I skipped ahead to Eight Ways, and it’s a fine book, but still–underwhelmed. And since I had the general sense that it was considered the best entry in the series, I went no further. All the more since Block had essentially resolved his hero’s conflict. When Westlake did that with Mitch Tobin, he stopped writing about Mitch Tobin. Block treasures all his franchise boys, and keeps them all trucking along. Even when there’s no point. The point is people keep buying the books, right?
I assumed since you’d gotten into Westlake, and had been to my blog, you’d know who Mitch Tobin was. A foolish assumption. As Tucker Coe, Westlake wrote five novels in the 60’s (published into the early 70’s) about a depressed ex-police detective, retired in disgrace after a scandal that brought him to the brink of suicide, who keeps getting approached to solve murders, even though all he wants to do is stay in his backyard and build a brick wall to keep the world out. The world just keeps barging right in.

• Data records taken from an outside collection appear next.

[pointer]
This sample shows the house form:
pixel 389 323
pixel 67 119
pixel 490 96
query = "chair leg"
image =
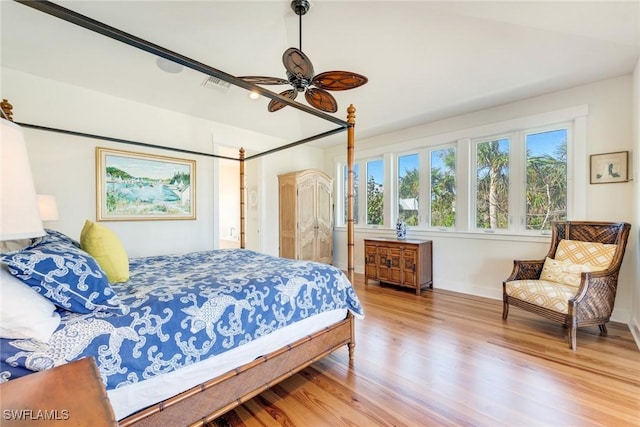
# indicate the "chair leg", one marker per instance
pixel 572 337
pixel 505 309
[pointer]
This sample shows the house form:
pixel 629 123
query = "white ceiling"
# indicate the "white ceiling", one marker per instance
pixel 425 60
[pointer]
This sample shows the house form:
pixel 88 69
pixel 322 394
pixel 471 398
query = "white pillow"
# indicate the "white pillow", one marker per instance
pixel 24 313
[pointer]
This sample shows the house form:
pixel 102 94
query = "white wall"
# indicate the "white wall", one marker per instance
pixel 64 165
pixel 477 264
pixel 635 166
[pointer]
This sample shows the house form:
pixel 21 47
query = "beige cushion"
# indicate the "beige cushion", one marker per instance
pixel 565 272
pixel 589 253
pixel 551 295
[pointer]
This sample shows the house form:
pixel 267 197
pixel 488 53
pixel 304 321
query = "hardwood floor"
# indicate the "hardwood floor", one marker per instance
pixel 448 359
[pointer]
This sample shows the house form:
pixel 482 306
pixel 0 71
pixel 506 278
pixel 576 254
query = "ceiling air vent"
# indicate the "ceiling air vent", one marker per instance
pixel 215 83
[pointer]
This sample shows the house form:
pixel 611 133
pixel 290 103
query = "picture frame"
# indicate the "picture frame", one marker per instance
pixel 609 168
pixel 136 186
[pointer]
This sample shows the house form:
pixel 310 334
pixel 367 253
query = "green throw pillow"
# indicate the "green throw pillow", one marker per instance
pixel 105 246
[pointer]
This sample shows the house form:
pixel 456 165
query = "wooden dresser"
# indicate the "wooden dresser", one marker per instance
pixel 68 395
pixel 406 262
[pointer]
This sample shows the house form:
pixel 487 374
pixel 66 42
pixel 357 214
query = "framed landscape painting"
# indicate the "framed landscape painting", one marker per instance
pixel 135 186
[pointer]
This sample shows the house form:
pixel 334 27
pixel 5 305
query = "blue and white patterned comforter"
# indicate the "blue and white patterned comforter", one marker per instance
pixel 181 309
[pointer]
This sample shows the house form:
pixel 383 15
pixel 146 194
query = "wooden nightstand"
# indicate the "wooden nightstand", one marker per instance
pixel 68 395
pixel 407 263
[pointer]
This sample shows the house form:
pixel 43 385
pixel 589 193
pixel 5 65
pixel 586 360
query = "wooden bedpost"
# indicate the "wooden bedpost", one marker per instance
pixel 351 120
pixel 242 212
pixel 6 109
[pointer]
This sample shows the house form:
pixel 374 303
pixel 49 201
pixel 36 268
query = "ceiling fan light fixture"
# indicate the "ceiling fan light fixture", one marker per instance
pixel 301 76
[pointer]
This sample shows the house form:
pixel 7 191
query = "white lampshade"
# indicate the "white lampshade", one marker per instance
pixel 20 218
pixel 48 207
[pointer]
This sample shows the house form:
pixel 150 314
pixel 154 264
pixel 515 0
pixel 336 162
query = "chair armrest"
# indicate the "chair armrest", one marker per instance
pixel 596 294
pixel 526 269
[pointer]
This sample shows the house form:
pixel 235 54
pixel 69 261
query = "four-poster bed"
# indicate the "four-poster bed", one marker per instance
pixel 204 402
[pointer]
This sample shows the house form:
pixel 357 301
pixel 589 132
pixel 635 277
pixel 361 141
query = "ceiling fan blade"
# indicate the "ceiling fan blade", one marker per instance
pixel 321 99
pixel 339 80
pixel 276 105
pixel 261 80
pixel 297 63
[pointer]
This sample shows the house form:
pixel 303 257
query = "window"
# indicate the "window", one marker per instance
pixel 492 184
pixel 546 161
pixel 443 187
pixel 355 192
pixel 515 177
pixel 375 192
pixel 408 188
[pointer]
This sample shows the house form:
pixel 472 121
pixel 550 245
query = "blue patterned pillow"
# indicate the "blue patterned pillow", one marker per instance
pixel 65 274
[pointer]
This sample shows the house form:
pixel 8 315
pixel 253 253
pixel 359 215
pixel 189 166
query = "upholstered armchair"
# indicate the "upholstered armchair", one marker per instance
pixel 575 284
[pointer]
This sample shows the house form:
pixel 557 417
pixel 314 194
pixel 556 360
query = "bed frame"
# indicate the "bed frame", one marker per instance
pixel 209 400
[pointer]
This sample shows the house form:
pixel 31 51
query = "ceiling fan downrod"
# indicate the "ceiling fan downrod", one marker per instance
pixel 300 7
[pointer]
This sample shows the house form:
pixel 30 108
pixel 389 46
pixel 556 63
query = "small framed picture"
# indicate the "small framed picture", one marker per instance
pixel 609 167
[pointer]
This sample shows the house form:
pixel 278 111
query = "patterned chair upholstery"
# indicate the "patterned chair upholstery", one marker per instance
pixel 575 284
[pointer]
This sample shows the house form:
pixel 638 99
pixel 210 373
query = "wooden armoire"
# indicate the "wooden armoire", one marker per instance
pixel 306 215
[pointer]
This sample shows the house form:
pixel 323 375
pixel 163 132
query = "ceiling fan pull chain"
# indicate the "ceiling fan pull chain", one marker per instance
pixel 300 19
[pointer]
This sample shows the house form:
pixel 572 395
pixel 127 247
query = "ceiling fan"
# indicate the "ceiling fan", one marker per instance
pixel 301 76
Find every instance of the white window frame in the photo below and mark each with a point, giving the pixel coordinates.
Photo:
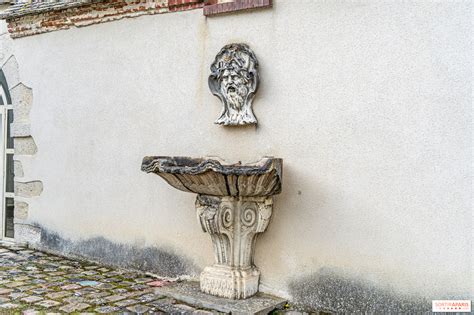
(4, 151)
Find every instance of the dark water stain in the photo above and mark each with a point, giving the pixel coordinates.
(162, 262)
(327, 290)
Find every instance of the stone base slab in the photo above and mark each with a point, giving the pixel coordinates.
(190, 293)
(230, 282)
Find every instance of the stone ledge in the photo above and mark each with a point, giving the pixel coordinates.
(20, 129)
(237, 5)
(27, 234)
(53, 18)
(190, 293)
(25, 146)
(28, 189)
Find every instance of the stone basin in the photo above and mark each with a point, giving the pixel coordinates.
(215, 177)
(234, 204)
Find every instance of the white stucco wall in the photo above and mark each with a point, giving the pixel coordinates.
(368, 103)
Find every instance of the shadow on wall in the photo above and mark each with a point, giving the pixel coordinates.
(162, 262)
(327, 290)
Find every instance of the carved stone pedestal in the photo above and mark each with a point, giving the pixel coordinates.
(233, 223)
(234, 204)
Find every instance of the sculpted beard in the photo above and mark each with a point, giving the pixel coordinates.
(235, 96)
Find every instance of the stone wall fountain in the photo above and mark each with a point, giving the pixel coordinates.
(234, 201)
(234, 204)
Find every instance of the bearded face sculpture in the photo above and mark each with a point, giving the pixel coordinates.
(234, 80)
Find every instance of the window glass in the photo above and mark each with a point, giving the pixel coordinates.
(9, 209)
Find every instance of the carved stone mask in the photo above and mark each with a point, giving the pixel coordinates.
(234, 80)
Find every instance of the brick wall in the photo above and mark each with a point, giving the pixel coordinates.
(94, 13)
(109, 10)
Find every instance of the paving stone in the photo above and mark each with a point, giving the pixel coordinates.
(143, 280)
(139, 287)
(74, 300)
(120, 291)
(97, 301)
(70, 287)
(138, 309)
(31, 299)
(91, 267)
(106, 286)
(124, 303)
(22, 278)
(96, 295)
(9, 305)
(39, 291)
(58, 295)
(106, 309)
(149, 297)
(110, 280)
(69, 308)
(17, 295)
(202, 312)
(4, 299)
(114, 298)
(48, 303)
(15, 284)
(5, 291)
(168, 305)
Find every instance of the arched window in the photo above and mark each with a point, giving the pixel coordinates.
(6, 161)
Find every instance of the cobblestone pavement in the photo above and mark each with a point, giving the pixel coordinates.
(34, 282)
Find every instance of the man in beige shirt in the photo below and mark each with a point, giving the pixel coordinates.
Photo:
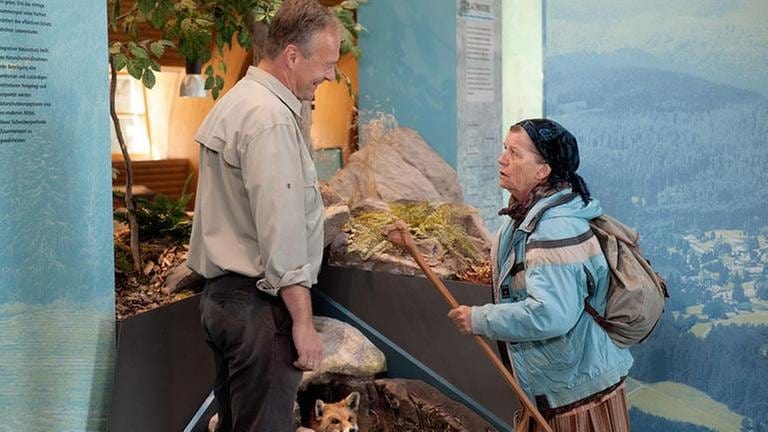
(257, 234)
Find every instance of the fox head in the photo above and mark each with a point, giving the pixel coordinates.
(336, 417)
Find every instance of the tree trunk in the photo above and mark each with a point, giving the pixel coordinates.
(132, 224)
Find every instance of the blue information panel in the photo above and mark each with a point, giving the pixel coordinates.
(56, 264)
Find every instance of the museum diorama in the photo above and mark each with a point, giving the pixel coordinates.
(448, 147)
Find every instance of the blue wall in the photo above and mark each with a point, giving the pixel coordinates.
(669, 101)
(408, 68)
(56, 264)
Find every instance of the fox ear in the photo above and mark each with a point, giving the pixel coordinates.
(319, 405)
(353, 400)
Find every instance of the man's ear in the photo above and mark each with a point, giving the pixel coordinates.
(291, 55)
(543, 171)
(353, 400)
(319, 406)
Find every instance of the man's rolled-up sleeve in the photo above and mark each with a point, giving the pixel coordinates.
(274, 181)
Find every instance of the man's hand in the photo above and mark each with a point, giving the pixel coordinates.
(462, 319)
(308, 345)
(305, 337)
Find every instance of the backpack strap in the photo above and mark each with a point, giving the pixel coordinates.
(537, 217)
(588, 307)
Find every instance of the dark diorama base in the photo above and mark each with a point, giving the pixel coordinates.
(164, 369)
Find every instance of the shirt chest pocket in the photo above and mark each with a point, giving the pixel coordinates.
(312, 198)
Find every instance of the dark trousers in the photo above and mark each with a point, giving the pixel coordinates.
(250, 334)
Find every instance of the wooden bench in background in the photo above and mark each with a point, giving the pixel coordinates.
(166, 176)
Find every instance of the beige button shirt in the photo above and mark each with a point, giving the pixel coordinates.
(258, 210)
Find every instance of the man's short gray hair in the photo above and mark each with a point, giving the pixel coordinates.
(295, 23)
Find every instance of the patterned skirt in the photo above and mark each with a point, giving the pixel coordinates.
(608, 413)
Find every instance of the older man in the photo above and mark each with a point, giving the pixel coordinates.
(258, 226)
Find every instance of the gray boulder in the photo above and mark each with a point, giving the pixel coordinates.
(397, 165)
(347, 352)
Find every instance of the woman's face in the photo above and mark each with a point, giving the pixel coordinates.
(520, 166)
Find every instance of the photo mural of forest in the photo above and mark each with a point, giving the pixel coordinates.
(669, 102)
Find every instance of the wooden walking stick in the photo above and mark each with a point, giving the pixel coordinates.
(399, 235)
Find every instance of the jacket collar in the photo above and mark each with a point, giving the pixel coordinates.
(275, 86)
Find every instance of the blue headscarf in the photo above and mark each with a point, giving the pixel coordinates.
(559, 150)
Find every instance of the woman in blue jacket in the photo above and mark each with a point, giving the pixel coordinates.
(546, 262)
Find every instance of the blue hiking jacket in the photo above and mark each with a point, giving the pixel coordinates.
(540, 281)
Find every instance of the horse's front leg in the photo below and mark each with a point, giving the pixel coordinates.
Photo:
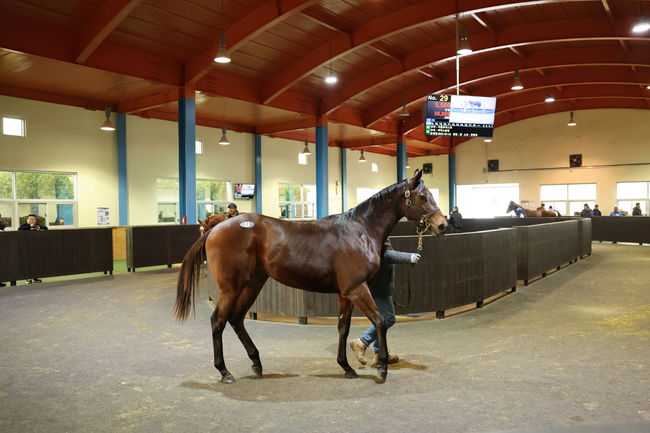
(345, 314)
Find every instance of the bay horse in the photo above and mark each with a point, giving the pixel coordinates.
(335, 254)
(539, 212)
(211, 221)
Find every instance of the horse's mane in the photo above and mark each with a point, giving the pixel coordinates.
(368, 206)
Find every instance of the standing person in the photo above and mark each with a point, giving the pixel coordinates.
(381, 289)
(597, 211)
(31, 224)
(586, 212)
(615, 212)
(456, 221)
(232, 210)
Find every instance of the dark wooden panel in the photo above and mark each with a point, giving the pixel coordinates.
(158, 245)
(38, 254)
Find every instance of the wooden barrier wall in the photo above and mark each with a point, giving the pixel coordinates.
(49, 253)
(158, 245)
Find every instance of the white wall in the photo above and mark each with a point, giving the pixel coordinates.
(602, 137)
(67, 139)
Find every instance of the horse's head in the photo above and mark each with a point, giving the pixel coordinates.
(421, 207)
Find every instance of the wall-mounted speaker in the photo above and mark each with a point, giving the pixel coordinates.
(575, 160)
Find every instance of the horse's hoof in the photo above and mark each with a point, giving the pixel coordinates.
(229, 378)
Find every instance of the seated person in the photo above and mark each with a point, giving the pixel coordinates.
(31, 224)
(616, 212)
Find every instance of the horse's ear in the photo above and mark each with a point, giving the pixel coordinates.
(417, 177)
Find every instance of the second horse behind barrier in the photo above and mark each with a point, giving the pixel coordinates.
(337, 254)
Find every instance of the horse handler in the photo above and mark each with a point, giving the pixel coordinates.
(381, 289)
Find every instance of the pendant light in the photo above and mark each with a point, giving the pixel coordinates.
(224, 139)
(516, 84)
(362, 158)
(571, 121)
(306, 150)
(107, 125)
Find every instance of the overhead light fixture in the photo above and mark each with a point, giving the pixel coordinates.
(222, 54)
(404, 112)
(516, 84)
(107, 125)
(641, 24)
(571, 121)
(463, 45)
(224, 139)
(306, 150)
(362, 158)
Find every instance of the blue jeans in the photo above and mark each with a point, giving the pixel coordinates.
(387, 311)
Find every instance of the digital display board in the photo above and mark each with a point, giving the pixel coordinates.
(459, 115)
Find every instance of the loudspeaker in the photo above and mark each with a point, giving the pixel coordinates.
(493, 165)
(575, 160)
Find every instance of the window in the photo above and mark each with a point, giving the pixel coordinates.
(167, 199)
(628, 194)
(568, 199)
(297, 201)
(486, 201)
(212, 197)
(13, 126)
(51, 196)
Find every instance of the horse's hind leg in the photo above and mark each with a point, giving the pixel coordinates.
(244, 302)
(345, 314)
(218, 320)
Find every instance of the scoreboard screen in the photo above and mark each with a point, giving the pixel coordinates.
(459, 115)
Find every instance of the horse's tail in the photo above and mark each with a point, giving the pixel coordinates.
(188, 277)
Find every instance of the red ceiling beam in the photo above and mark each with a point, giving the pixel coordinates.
(268, 14)
(109, 16)
(504, 66)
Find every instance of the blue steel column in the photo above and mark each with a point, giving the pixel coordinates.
(187, 158)
(452, 180)
(321, 172)
(344, 179)
(401, 160)
(122, 184)
(258, 173)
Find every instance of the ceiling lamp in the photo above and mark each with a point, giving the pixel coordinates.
(516, 84)
(404, 112)
(224, 140)
(362, 158)
(107, 125)
(463, 45)
(222, 54)
(571, 121)
(306, 150)
(641, 25)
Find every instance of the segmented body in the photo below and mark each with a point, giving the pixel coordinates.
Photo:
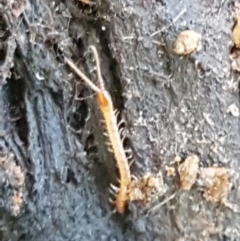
(107, 110)
(106, 107)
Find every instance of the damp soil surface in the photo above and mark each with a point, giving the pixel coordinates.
(55, 168)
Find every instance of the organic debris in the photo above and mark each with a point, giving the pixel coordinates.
(146, 188)
(215, 181)
(170, 171)
(187, 42)
(12, 175)
(188, 171)
(236, 32)
(235, 59)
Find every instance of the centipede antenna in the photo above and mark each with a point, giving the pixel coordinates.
(99, 74)
(82, 75)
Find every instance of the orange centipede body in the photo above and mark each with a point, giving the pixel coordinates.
(106, 107)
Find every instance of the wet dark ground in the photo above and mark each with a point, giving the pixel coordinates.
(172, 106)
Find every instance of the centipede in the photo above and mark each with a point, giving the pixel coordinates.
(106, 107)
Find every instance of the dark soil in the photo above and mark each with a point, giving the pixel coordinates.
(55, 169)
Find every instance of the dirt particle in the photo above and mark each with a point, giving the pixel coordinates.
(146, 188)
(171, 172)
(187, 42)
(233, 110)
(236, 32)
(188, 171)
(18, 6)
(215, 181)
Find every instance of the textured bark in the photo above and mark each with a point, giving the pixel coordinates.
(55, 169)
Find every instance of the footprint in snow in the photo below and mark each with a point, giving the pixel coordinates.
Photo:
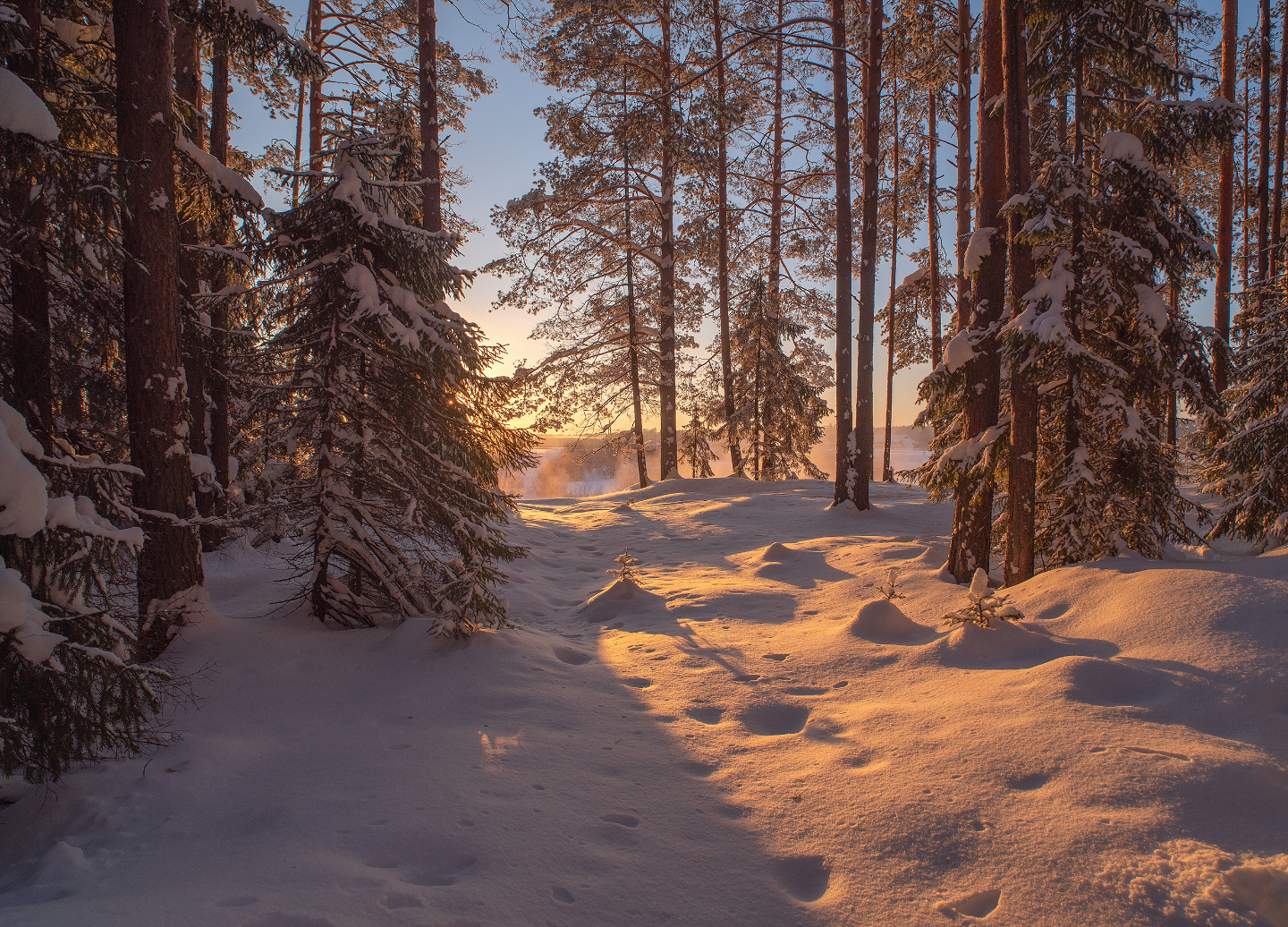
(978, 906)
(708, 716)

Eight Ways is probably better than the last Tobin, but I’d rank it well below the previous four. Many would not. Block’s sad detective who isn’t formally a detective is sexier, cooler, better-looking. Westlake’s has a lot more depth to him. But he doesn’t have any gorgeous hooker friends (with benefits. ) Block does not acknowledge any debt to the Tobins for Scudder, but he and Westlake were always very competitive.
I’d rank the first four Tobins with the very best work Westlake ever did. But after the fifth, he just decided he’d used Tobin up, fixed him as much as he could be fixed, and there was nothing more to be done with him. And I think also he just found that a depressive hero is depressing to write about.